Kann man Geschichte reparieren?

Interview mit Robert Thalheim

Der Berliner Regisseur Robert Thalheim drehte im polnischen Oswiecim, dem ehemaligen Auschwitz, nach Netto seinen zweiten Film und berichtet uns im Interview von seinen Erfahrungen in der Begegnungsstätte.

Du warst ja genau wie der Hauptdarsteller in Oswiecim als Zivi. Wie autobiografisch ist der Film denn?

Der Film basiert auf Situationen und Begegnungen, die ich in Oswiecim erlebt habe und die wichtig für mich waren. So traf ich den ehemaligen KZ-Häftling Kasimir Smolen, der als Zeitzeuge bis heute auf dem Lagergelände lebt und von dem viel in die Figur des Krzeminski geflossen ist. Während meines Aufenthalts machte er Führungen und war der Einzige, der auf dem Gelände geraucht hat, obwohl das natürlich verboten war. Und obwohl er das Museum gegründet hat, darf er mittlerweile keine Führungen mehr machen, weil ihm die offizielle pädagogische Guideausbildung fehlt. Heute macht er so viel Zeitzeugengespräche wie möglich, manchmal bis zu vier an einem Tag, und sitzt am Parkplatz vorm Museum und quatscht mit den Taxifahrern. Sein langsames Verschwinden aus dem großen Erinnerungsbetrieb wollte ich thematisieren.

Gab es etwas über die persönliche Erfahrung hinaus, was dich dazu bewogen hat, einen Film über die Gedenkstätte Auschwitz zu machen?

Mir gefiel immer, wie im Film Hiroschima, Mon Amour anhand einer Liebesgeschichte etwas über einen kollektiven Ort gesagt wurde. Stattdessen erzählen Filme, wie Rosenstraße, Der Untergang oder auch Schindlers Liste aus historischer Sicht und voller Melodramatik Geschichten über einen Ort, für den ich ganz andere Bilder vor Augen hatte. So kam der Wunsch auf, meine Sicht auf Oswiecim zu erzählen.

Du hattest ja mit Hans-Christian Schmid als Produzent auch jemanden, der viel Wert auf ein ausgefeiltes Drehbuch legt. Wie war denn die direkte Zusammenarbeit?

Gut das du mich das nicht vor einem Jahr gefragt hast! Man bürdet sich da auch was auf, wenn man einen Produzenten hat, der eine starke eigene Vision zum Stoff entwickelt.
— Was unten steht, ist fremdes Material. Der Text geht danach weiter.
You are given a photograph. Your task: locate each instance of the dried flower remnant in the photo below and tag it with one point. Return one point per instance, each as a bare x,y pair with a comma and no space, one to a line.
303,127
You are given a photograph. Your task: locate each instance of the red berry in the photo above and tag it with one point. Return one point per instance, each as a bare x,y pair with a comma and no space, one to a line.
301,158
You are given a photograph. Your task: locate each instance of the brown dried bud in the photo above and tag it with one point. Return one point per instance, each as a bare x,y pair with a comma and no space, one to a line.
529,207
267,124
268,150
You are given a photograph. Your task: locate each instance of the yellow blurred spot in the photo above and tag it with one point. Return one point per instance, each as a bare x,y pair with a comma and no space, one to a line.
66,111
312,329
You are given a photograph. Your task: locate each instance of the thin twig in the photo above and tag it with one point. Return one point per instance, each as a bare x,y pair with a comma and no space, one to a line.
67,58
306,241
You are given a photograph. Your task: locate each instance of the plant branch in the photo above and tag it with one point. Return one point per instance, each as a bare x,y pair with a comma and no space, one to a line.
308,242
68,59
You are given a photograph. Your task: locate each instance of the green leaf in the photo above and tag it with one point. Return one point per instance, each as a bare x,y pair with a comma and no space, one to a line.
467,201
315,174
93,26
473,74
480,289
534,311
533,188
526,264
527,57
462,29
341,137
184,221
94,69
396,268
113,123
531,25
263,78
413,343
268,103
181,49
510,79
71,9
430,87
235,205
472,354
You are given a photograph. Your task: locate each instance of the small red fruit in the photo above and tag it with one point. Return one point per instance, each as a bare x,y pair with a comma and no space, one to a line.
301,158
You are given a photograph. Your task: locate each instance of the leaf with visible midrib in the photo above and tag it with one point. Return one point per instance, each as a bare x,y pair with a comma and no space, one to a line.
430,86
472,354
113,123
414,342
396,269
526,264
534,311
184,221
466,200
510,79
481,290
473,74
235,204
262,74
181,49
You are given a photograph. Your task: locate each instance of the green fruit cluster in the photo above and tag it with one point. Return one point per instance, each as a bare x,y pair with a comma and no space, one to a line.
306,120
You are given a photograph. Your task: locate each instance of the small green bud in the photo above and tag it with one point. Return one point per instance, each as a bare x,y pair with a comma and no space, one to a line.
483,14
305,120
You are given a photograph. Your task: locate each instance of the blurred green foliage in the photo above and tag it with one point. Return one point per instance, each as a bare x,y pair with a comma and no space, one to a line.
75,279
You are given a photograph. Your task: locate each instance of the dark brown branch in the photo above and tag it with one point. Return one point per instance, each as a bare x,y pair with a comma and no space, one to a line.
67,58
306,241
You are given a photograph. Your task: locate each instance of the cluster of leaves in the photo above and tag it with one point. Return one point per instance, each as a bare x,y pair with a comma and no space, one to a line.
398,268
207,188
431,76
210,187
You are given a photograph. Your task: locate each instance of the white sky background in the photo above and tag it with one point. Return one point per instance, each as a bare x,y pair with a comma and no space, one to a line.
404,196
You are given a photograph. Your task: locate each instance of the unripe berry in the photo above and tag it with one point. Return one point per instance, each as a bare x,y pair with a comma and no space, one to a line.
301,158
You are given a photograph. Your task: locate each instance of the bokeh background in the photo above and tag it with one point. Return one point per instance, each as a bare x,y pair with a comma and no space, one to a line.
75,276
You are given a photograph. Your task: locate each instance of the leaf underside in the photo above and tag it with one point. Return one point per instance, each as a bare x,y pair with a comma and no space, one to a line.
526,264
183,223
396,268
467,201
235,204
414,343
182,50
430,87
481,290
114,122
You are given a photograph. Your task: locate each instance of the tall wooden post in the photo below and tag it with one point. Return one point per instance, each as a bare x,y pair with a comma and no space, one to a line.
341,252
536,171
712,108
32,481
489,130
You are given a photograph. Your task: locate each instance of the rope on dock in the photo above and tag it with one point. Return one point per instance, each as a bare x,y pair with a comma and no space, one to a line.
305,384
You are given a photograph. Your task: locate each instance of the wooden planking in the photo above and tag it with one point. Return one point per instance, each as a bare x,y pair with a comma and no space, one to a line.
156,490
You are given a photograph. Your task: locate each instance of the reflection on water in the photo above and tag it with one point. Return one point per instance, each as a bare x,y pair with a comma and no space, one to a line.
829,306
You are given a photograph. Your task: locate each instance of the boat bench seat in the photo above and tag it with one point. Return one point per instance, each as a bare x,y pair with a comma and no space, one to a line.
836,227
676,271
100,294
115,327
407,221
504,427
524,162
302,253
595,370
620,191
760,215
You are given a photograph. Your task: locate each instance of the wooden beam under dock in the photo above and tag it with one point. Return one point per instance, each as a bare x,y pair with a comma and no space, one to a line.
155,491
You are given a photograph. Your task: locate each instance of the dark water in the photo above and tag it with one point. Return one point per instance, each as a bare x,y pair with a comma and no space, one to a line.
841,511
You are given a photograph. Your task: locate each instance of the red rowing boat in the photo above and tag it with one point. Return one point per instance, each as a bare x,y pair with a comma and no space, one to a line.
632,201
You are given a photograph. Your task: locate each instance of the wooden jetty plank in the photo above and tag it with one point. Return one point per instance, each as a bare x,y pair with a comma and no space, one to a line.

Andererseits fühlte ich mich direkt nach der Filmschule noch nicht reif genug und wollte möglichst viel dazulernen. Und auch wenn ich mittendrin oft geflucht habe, war die Zusammenarbeit vor allem eine große Chance für mich.

Es gab ja keine Drehgenehmigung für das Lager- führte das zu dramaturgischen Veränderungen im Skript?

Gar nicht. Ich wollte das Lager nicht in den Mittelpunkt rücken, sondern aus der Sicht von jemanden erzählen, der dort täglich lebt und arbeitet. Obwohl ich einige Szenen gern vor Ort gedreht hätte, bin ich im Nachhinein froh, dass wir die Kofferausstellung nachgebaut haben, und nicht mit der gesamten Crew vor den original Koffern gedreht haben, sondern die Requisiten vom Polanskis Der Pianist benutzen konnten.

In Bezug auf die zu restaurierenden Koffer wird Krzeminski ermahnt, die historischen Koffer zu konservieren und nicht zu reparieren. Kann man Geschichte reparieren?

Für Krzeminski ist das Reparieren der Koffer das Aufarbeiten seiner traumatischen Geschichte, das er nie abschießen wird. Ich versuche diese Frage im Film zu thematisieren, weil ich auch keine eindeutige Antwort darauf habe. Auschwitz ist eben nicht nur eine Museum, sondern auch eine offene Wunde, die Menschen wie Krzeminski noch umtreibt. Ich glaube, das man Geschichte nicht reparieren kann, indem man sich eine großes teures Mahnmahl in die Hauptstadt stellt. Und dennoch ist es wichtig, das es existiert. Dieses Dilemma habe ich versucht, anhand der Koffer zu thematisieren.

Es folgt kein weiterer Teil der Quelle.